Understanding Big Data Characteristics
Bid data is very outsized and intricate data that is somewhat challenging to process, capture and evaluate using the existing computing set-up. (Russon, 2011) It is usually characterized by its volume, for example, Exabyte’s, terabytes, the rate at which it arrives, the variety, variability, inconsistency, and usefulness. Big data magnitudes are regularly increasing, presently vacillating from a little dozen terabytes to voluminous petabytes of figures in a distinct data set. Subsequently several of the complications linked to big data comprise of: capture, loading, exploration, distribution, visualizing and analytics. This research will be mainly based on the identification of challenges that arise from big data analytics. (Zikopoulos, 2011). Big data is utilized by many companies in and its need will continually grow as the world continues to develop in technology. Some of its current applications include, security: big social data acts as a primary pointer in impending action by a prospective agitator, business intelligence: that is in manufactured goods endorsement, and product anti-counterfeiting intelligence: that is a product worth reconnaissance and early exposure to hostile happenings and food-borne illness to mention just a few. It is also applicable in scientific research with it providing a new paradigm in research.

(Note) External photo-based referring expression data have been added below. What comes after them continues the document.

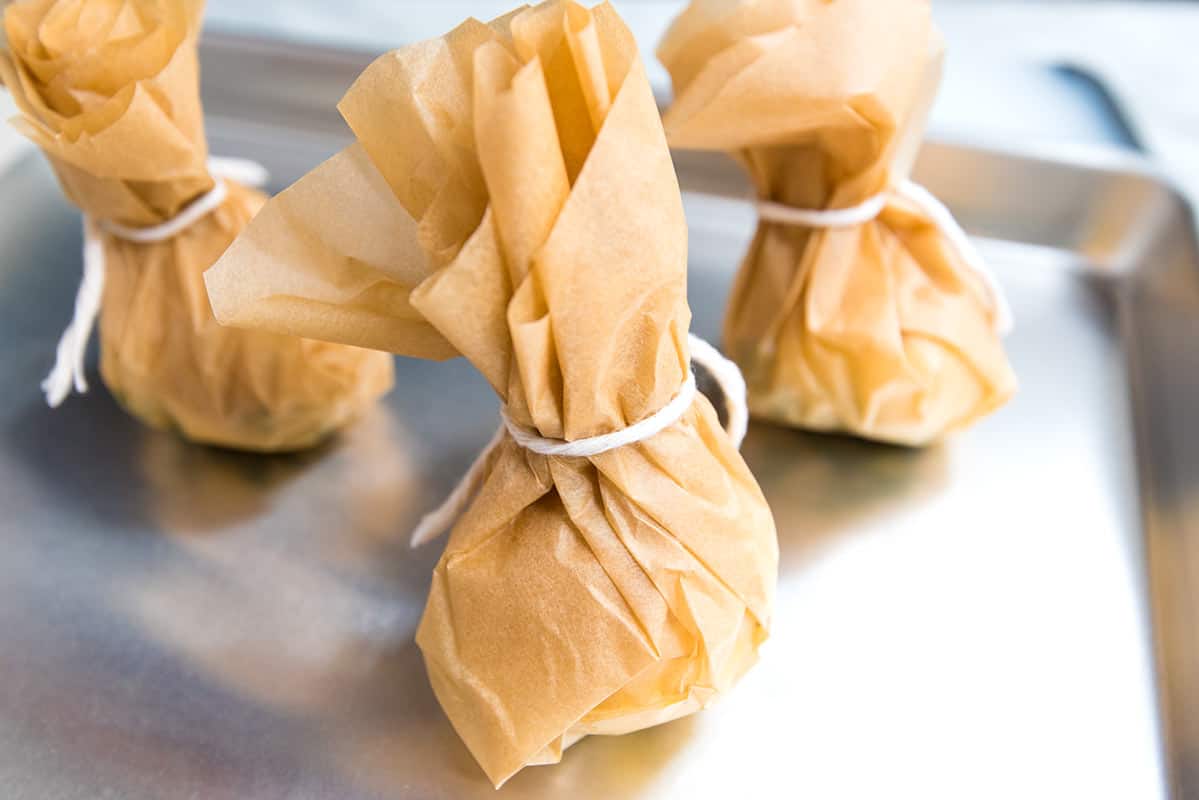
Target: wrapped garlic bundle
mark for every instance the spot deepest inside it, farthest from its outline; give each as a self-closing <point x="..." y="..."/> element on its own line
<point x="511" y="198"/>
<point x="110" y="92"/>
<point x="860" y="306"/>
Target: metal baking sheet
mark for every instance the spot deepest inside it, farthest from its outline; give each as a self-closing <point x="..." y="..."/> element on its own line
<point x="965" y="620"/>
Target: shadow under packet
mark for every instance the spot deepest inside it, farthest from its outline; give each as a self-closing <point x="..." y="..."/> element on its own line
<point x="511" y="198"/>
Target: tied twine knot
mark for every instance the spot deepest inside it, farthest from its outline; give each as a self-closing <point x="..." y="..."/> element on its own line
<point x="68" y="362"/>
<point x="872" y="208"/>
<point x="725" y="373"/>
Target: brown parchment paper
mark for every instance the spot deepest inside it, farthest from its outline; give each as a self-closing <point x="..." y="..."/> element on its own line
<point x="109" y="90"/>
<point x="881" y="329"/>
<point x="511" y="198"/>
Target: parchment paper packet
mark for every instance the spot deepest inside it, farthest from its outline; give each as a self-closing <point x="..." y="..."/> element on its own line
<point x="511" y="197"/>
<point x="879" y="329"/>
<point x="109" y="90"/>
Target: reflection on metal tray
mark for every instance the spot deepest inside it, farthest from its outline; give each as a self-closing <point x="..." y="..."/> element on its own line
<point x="966" y="620"/>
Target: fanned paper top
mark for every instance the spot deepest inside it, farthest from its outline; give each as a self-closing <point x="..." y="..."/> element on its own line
<point x="538" y="227"/>
<point x="109" y="90"/>
<point x="830" y="95"/>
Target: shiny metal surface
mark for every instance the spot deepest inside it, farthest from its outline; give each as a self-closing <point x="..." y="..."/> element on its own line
<point x="968" y="620"/>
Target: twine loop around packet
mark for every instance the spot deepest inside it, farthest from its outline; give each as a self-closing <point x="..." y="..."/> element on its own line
<point x="873" y="206"/>
<point x="68" y="362"/>
<point x="725" y="373"/>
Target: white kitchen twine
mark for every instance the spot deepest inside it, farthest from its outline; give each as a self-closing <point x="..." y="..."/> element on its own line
<point x="68" y="364"/>
<point x="724" y="372"/>
<point x="872" y="208"/>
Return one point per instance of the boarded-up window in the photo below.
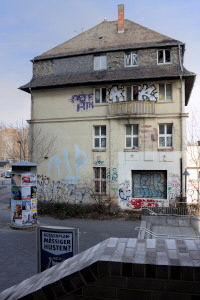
(149, 184)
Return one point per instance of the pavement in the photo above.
(18, 251)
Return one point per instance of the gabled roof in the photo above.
(105, 37)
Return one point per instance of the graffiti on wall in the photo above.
(149, 185)
(99, 162)
(116, 93)
(125, 193)
(83, 101)
(111, 175)
(59, 191)
(147, 93)
(56, 165)
(143, 92)
(173, 186)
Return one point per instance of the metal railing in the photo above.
(155, 235)
(131, 108)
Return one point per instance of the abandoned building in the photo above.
(114, 98)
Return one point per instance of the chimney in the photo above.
(120, 18)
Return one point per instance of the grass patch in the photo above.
(64, 211)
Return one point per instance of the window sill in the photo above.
(169, 63)
(99, 150)
(165, 149)
(165, 101)
(131, 150)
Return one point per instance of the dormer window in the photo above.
(164, 56)
(131, 59)
(100, 62)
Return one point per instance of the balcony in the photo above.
(131, 108)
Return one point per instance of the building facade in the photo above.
(114, 98)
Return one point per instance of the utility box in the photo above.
(24, 195)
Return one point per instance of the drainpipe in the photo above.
(31, 130)
(182, 126)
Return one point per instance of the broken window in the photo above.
(164, 56)
(132, 136)
(100, 95)
(131, 59)
(99, 136)
(100, 180)
(165, 91)
(149, 184)
(100, 62)
(165, 135)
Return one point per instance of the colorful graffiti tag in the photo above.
(111, 175)
(147, 93)
(116, 93)
(83, 101)
(125, 193)
(139, 203)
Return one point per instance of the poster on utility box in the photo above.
(56, 245)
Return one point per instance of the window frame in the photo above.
(132, 136)
(131, 59)
(100, 63)
(101, 93)
(99, 137)
(131, 89)
(165, 92)
(165, 135)
(164, 56)
(100, 181)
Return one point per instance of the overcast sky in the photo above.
(30, 27)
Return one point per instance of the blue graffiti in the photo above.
(148, 185)
(80, 158)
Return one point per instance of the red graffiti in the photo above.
(139, 203)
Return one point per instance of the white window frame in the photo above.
(132, 88)
(165, 92)
(101, 100)
(100, 137)
(165, 136)
(132, 59)
(100, 180)
(132, 136)
(100, 62)
(164, 56)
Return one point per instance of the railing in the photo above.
(146, 230)
(186, 210)
(131, 108)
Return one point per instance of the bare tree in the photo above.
(42, 146)
(22, 145)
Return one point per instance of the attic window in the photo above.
(164, 56)
(100, 62)
(131, 59)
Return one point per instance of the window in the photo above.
(148, 184)
(164, 56)
(132, 92)
(100, 180)
(100, 95)
(100, 136)
(100, 62)
(165, 91)
(131, 59)
(132, 136)
(165, 135)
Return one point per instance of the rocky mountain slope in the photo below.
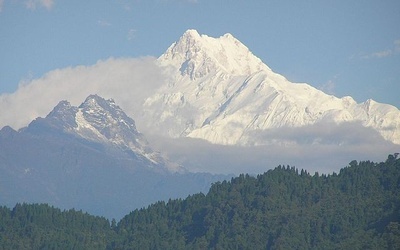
(219, 91)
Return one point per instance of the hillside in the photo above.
(284, 208)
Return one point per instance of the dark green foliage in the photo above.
(284, 208)
(44, 227)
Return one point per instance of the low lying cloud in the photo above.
(32, 4)
(323, 147)
(127, 81)
(323, 150)
(384, 53)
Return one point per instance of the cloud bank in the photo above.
(127, 81)
(322, 147)
(32, 4)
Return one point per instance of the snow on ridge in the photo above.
(219, 91)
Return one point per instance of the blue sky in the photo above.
(342, 47)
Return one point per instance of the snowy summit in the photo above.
(219, 91)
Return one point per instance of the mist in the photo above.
(128, 81)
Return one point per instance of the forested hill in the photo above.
(284, 208)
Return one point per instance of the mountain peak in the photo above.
(197, 56)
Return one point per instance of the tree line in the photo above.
(284, 208)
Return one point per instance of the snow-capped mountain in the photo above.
(219, 91)
(90, 157)
(102, 121)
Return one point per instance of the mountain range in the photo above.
(89, 157)
(231, 106)
(217, 90)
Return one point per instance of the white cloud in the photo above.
(127, 81)
(328, 87)
(317, 148)
(103, 23)
(384, 53)
(131, 34)
(32, 4)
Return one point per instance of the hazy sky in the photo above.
(342, 47)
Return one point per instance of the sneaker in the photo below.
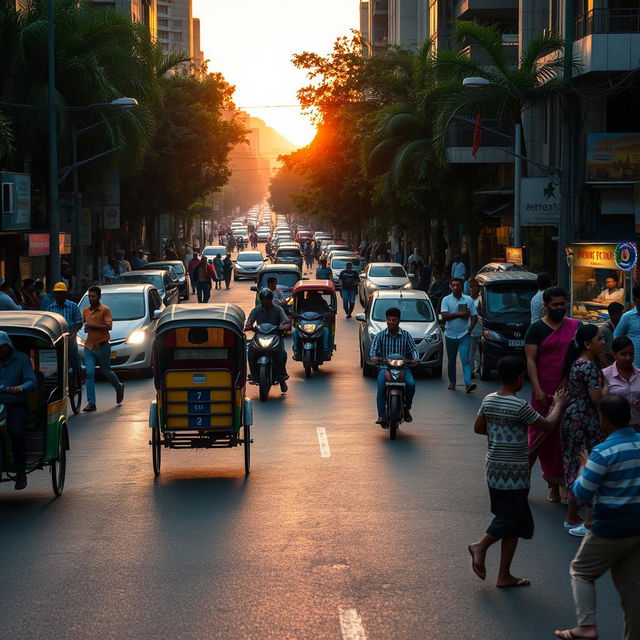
(579, 532)
(21, 481)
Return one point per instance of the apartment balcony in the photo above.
(607, 40)
(494, 148)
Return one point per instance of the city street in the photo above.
(353, 537)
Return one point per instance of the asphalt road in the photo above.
(366, 542)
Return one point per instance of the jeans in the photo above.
(99, 356)
(409, 391)
(461, 346)
(325, 340)
(204, 291)
(348, 300)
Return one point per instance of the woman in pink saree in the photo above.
(546, 345)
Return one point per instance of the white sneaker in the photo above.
(580, 531)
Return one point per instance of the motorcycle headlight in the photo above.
(137, 337)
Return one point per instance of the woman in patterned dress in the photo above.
(580, 426)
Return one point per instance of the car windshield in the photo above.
(387, 272)
(250, 256)
(411, 309)
(508, 298)
(124, 306)
(286, 280)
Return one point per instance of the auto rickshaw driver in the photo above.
(17, 380)
(313, 303)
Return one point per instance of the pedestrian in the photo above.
(227, 267)
(460, 316)
(219, 267)
(504, 417)
(97, 350)
(615, 310)
(580, 428)
(546, 344)
(458, 268)
(543, 281)
(623, 378)
(629, 325)
(349, 280)
(476, 332)
(610, 476)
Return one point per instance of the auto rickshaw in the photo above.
(199, 358)
(43, 336)
(314, 312)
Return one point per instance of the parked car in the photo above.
(177, 266)
(135, 309)
(380, 276)
(504, 313)
(159, 278)
(247, 264)
(418, 318)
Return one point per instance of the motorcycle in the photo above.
(265, 341)
(395, 389)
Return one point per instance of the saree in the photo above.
(543, 446)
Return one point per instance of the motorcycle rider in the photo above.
(313, 303)
(268, 312)
(394, 340)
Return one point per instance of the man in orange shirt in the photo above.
(97, 350)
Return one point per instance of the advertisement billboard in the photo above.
(613, 157)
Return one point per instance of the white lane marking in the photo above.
(325, 452)
(351, 624)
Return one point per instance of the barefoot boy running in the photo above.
(504, 418)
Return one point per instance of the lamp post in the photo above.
(517, 164)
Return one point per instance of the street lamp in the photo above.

Examples of big data include; The Large Hadron Collider, social media, for instance, Twitter, the Square Kilometer Array and NASA’s Solar Dynamics Observatory. However, with all of its aptitude and potential, big data presents a lot of major complications for scientists and researchers. (Srinivasa, 2012) This research task will run a summary of the challenges faced in big data analytics. It will also recommend a theoretical outline for handling the challenges and improving big data analytics. This study will be helpful in bringing up-to-date researchers about the most contemporary advancements and challenges in big data analytics.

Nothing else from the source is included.